Titanfall: Why the PC Version Needs User-Run Dedicated Servers

Still standing by.

Titanfall has been the center of its fair share of controversies since being revealed last year. Respawn Entertainment has managed to quell most discontent related to the game, including the decision to go with an always-online approach. However, a new video highlights how the PC version requires user-run dedicated severs – as opposed to Cloud dedicated servers – in order to keep the FPS market running smoothly. Check it out above.

Titanfall is unlike most other first person shooters. Not simply because of the hulking Titans running around or the jetpacks for soldiers, but with how it incorporates single-player elements into its online game. This includes NPCs, cut-scenes and even slightly branching paths.

Published by Activision and the first game in a proposed series, Titanfall will be releasing for Xbox One, Xbox 360 and PC on March 11th 2014 in North America and March 13th 2014 in Europe. Stay tuned for more details in the coming weeks.


  • dccorona

    This is, in a way, a new version of server technology. I’d take a look at how the Azure server network works, specifically for games, because almost everything you say in this video is untrue.

    1. The servers are free. Microsoft provides them at no cost to the developer. So as long as the Xbox Live (Azure for gaming) server network is still there in a compatible form 20 years from now, Titanfall will still have access to it…for free.

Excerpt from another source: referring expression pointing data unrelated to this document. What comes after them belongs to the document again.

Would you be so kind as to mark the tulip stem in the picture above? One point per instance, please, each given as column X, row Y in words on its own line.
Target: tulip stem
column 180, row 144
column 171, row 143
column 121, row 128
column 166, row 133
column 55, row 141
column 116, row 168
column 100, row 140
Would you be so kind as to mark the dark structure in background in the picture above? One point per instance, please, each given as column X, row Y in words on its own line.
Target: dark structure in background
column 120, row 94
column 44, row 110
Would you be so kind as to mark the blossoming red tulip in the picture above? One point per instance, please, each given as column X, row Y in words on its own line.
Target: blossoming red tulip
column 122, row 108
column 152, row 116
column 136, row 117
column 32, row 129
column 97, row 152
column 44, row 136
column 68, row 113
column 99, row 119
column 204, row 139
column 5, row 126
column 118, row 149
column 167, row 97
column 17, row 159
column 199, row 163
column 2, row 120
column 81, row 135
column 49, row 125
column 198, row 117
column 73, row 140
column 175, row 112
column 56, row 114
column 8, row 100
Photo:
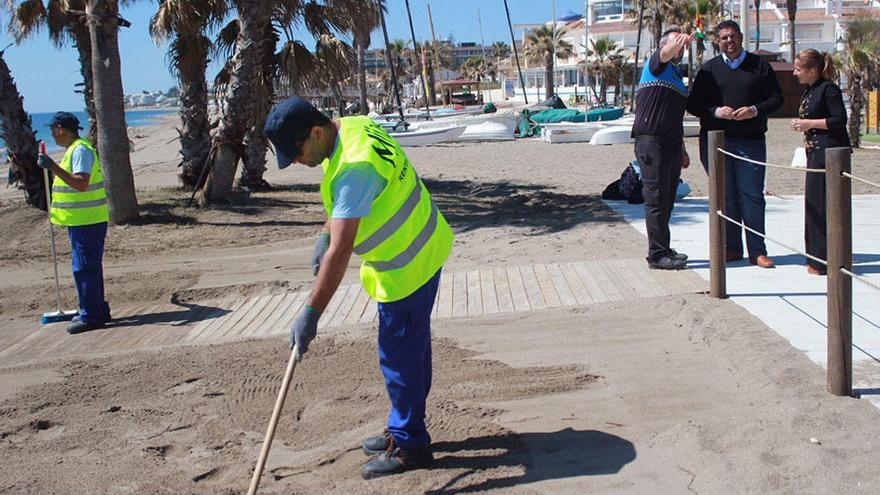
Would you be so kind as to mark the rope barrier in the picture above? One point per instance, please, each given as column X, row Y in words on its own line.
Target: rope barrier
column 860, row 278
column 853, row 177
column 817, row 260
column 764, row 164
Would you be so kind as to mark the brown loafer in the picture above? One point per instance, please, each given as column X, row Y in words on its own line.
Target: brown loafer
column 763, row 261
column 815, row 271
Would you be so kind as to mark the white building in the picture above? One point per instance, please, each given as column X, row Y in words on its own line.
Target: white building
column 819, row 24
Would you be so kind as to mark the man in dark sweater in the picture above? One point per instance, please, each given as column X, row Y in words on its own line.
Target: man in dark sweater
column 661, row 100
column 735, row 92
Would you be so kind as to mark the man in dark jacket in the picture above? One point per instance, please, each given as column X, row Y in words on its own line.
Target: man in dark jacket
column 735, row 92
column 661, row 100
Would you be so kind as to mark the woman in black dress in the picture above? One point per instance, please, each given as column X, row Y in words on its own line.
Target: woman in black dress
column 822, row 119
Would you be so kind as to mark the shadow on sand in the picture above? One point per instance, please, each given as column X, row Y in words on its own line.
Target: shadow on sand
column 542, row 456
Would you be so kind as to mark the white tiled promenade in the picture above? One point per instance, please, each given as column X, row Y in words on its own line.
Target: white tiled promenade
column 787, row 299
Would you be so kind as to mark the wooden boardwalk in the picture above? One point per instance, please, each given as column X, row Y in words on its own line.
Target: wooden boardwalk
column 472, row 293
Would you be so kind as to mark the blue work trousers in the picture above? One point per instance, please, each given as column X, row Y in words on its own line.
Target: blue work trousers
column 743, row 191
column 87, row 256
column 405, row 360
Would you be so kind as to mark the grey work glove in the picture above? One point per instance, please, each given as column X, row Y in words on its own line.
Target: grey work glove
column 45, row 162
column 320, row 249
column 304, row 330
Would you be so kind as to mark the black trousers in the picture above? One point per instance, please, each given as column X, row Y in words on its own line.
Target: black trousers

    2. The system is designed to automatically scale. They don’t need to dedicate dozens of servers just to Titanfall. If there are thousands of people playing, the system will allocate servers as necessary to support that many people. 5 years from now, if only a few dozen people are playing, the system can dedicate just the number of servers it needs to handle that, and allow the rest of what originally ran Titanfall to run, say, Titanfall 2. BUT, if suddenly there’s a resurgence, and hundreds of people come back to the game, the system can automatically allocate more server space and scale up server size without people having to do a thing. This is the new aspect of Xbox Live cloud that makes it different from everything else. Since its a central place for all games, it can intelligently manage the number of servers each game gets based on current demand. This means no wasted servers, and makes it cheaper for Microsoft and free for developers.

    • story_teller904

      Look what happened to the games that required GFWL to run..i.e GTA4 for PC no longer work.

    • TheLowEndTheory

      The difference is that Azure is an enterprise service. That means that MS will continue to support it for a stupid number of years, just as they did XP.